A postoperative complication common in children after an appendectomy is surgical site infection (SSI). This complication not only extends hospital stays but also necessitates extra surgery and antibiotic use. The incidence of SSI after appendectomies in previous studies varies widely from 1.2% to 20%.
However, studies exploring this issue in Ethiopia are scarce, thus underscoring the relevance of our study that primarily seeks to spotlight the SSI prevalence among children in the Amhara region, Ethiopia, after an appendectomy. During this cross-sectional exploration, data from 423 participating children were gathered using simple random sampling paired with an extraction tool. The data collected was systematically coded, cleansed and analyzed using Epi Data version 4.6 and STATA version 14.0.
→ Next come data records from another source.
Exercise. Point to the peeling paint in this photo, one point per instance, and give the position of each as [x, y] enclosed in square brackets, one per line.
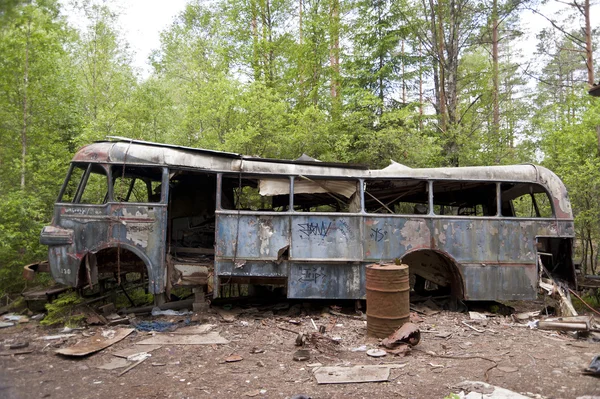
[415, 234]
[264, 235]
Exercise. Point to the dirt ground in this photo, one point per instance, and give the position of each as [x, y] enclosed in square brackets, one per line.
[539, 364]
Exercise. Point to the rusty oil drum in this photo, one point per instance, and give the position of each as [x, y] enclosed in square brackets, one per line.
[388, 305]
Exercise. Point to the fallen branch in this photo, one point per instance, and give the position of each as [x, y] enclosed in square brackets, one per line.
[472, 328]
[584, 302]
[462, 357]
[288, 330]
[333, 312]
[131, 367]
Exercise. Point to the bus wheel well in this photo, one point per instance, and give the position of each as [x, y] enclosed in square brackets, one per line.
[110, 261]
[436, 267]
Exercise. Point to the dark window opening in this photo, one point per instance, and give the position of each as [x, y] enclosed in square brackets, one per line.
[464, 198]
[137, 184]
[525, 200]
[86, 184]
[192, 206]
[403, 197]
[319, 195]
[262, 194]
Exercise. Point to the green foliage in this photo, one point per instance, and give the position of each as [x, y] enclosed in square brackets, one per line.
[592, 298]
[138, 296]
[64, 310]
[352, 81]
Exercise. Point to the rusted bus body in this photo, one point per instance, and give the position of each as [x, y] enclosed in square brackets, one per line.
[308, 225]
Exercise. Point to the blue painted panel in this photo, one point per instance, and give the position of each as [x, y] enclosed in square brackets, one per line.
[251, 269]
[322, 280]
[257, 236]
[467, 240]
[326, 237]
[387, 238]
[517, 241]
[498, 282]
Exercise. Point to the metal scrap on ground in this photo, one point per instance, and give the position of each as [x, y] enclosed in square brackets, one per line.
[345, 375]
[94, 344]
[204, 339]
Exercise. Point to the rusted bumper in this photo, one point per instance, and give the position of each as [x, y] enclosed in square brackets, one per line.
[29, 271]
[52, 235]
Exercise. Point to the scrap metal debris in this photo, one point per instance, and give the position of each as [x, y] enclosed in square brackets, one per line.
[594, 367]
[482, 390]
[95, 344]
[408, 333]
[212, 338]
[355, 374]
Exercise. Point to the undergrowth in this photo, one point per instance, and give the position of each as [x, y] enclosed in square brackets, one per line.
[592, 298]
[65, 310]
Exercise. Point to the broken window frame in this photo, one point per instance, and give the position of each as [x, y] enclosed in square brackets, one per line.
[486, 182]
[240, 177]
[321, 181]
[82, 184]
[365, 193]
[116, 171]
[542, 190]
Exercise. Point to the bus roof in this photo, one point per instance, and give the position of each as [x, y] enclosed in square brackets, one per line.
[120, 150]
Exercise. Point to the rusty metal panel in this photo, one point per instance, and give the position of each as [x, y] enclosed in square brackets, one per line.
[326, 237]
[257, 236]
[389, 237]
[500, 282]
[327, 280]
[517, 241]
[140, 229]
[250, 268]
[467, 240]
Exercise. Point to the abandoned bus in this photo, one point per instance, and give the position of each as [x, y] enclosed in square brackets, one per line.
[187, 216]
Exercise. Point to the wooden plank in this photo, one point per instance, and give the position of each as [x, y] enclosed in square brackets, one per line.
[200, 339]
[94, 344]
[347, 375]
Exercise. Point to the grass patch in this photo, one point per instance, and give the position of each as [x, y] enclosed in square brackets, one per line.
[592, 298]
[64, 310]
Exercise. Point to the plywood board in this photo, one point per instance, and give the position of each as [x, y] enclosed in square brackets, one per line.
[347, 375]
[199, 339]
[135, 350]
[113, 364]
[94, 344]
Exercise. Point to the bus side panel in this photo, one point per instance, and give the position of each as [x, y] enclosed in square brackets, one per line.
[251, 236]
[517, 241]
[467, 241]
[388, 238]
[326, 237]
[499, 282]
[142, 228]
[327, 280]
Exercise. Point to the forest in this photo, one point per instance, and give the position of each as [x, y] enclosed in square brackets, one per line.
[425, 83]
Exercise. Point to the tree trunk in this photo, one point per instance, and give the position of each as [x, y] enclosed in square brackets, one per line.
[25, 108]
[334, 56]
[588, 44]
[495, 79]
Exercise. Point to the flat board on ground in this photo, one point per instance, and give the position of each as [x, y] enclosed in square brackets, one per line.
[94, 344]
[204, 339]
[344, 375]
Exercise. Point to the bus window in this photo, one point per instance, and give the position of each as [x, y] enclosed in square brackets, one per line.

In this study, the overall SSI prevalence was pegged at 9.11%. Crucial predictors of SSIs included symptoms of fever, usage of preoperative antibiotics and appendectomy followed by drainage. Compared to national targets, the SSI prevalence appears markedly high. As such, our study highlights the significance of rigorous post-operative follow-ups, particularly among children presenting with fever, tend to retain post-operative drainage, or those using preoperative antibiotics.
In addition to SSIs, appendectomy complications include intra-abdominal abscess and intestinal obstruction, among others. Acute appendicitis (AA), the inflammation of the appendix, is one of the most common surgical emergencies in children. Often, the delay in diagnosing AA leads to increased rates of complications, reinforcing the crucial role of an accurate and quick diagnosis in determining improved patient outcomes. Appendectomy is the definitive treatment solution for appendicitis, and the choice of surgical strategy depends on the appendicitis grade.
While numerous strategies to reduce SSI rates (including the use of razors, decolonization, etc.) are recommended by global organizations, the reduction measures supported by randomized trials are limited. Only organized tracking and evaluation of SSIs can spotlight areas where surgical technique, postoperative care and infection control procedures require improvements. The potential reduce healthcare costs by minimizing SSIs, alongside the benefits of supporting the development of uniform policies and procedures for appendectomy surgeries, underline the importance of more extensive SSI research.